Monday, July 1, 2013

Heat Wave Dangers

     Summer has finally arrived, which has brought people out of hibernation from those cool, damp, windy transitional months. Summer can make a big entrance, with cook outs, graduation parties, pool parties, and vacation plans. Of course, all of these activities sound enticing but it is important to remember summer can increase the likelihood of health risks.

     High temperatures can affect the health of a number of different age groups. Knowing how heat can affect us can help prevent heat fatalities.

Heat Stroke
     Heat stroke is when the body is unable to regulate its temperature. According to the Centers for Disease Control and Prevention (CDC), “the body’s temperature rises rapidly, the sweating mechanism fails, and the body is unable to cool down. Body temperature may rise to 106 degrees F or higher within 10 to 15 minutes.”

A few signs of heat stroke
  • Hot and dry skin 
  • Inability to sweat 
  • High body temperature (anywhere above 103 degrees F) 
  • Headache, nausea, speedy pulse 
  • Dizziness, nausea, and confusion 

     Neil Roy, M.D., of the emergency department at Meritus Medical Center said, “The key sign of heat stroke is a change in mental status.
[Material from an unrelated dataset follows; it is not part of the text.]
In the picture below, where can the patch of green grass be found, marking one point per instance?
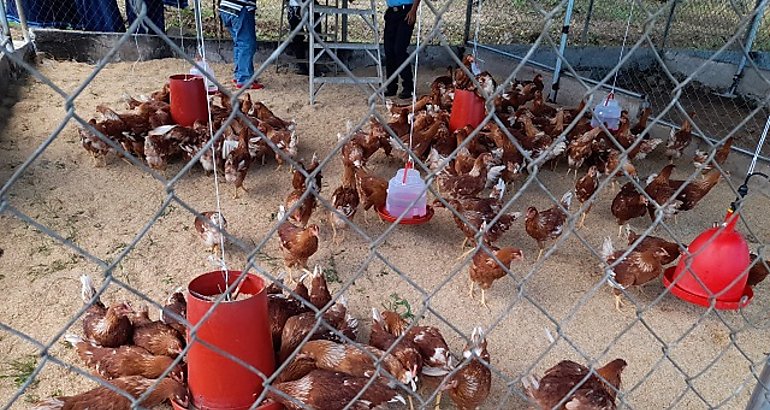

Anyone that is hot and confused needs to be seen immediately.”

Heat Cramps
     When the body does not have enough salt and moisture heat cramps may begin. Dr. Roy said, “Replace electrolytes and minerals: Heavy sweating removes salt and minerals from the body that must be replaced. The best way to replace these minerals is through consumption of fruit juice or sports beverages. Do not take salt tablets unless directed by a physician.”

     According to the CDC, heat cramps are found normally in the arms, legs, or abdomen because of a high performance task or activity.

What to do about heat cramps
  • Stop the activity and rest 
  • Drink juice 
  • If cramps do not settle after one hour, call a doctor 
     Dr. Roy also cautions against the excessive consumption of alcoholic beverages. “Alcohol affects both your body water regulation as well as your ability to adjust to heat leading to an increase in heat exhaustion heat stoke and severe dehydration,” Neil Roy said.

Enjoy the warmth this summer, but make sure to be on the lookout for heat-related illnesses. Stay hydrated!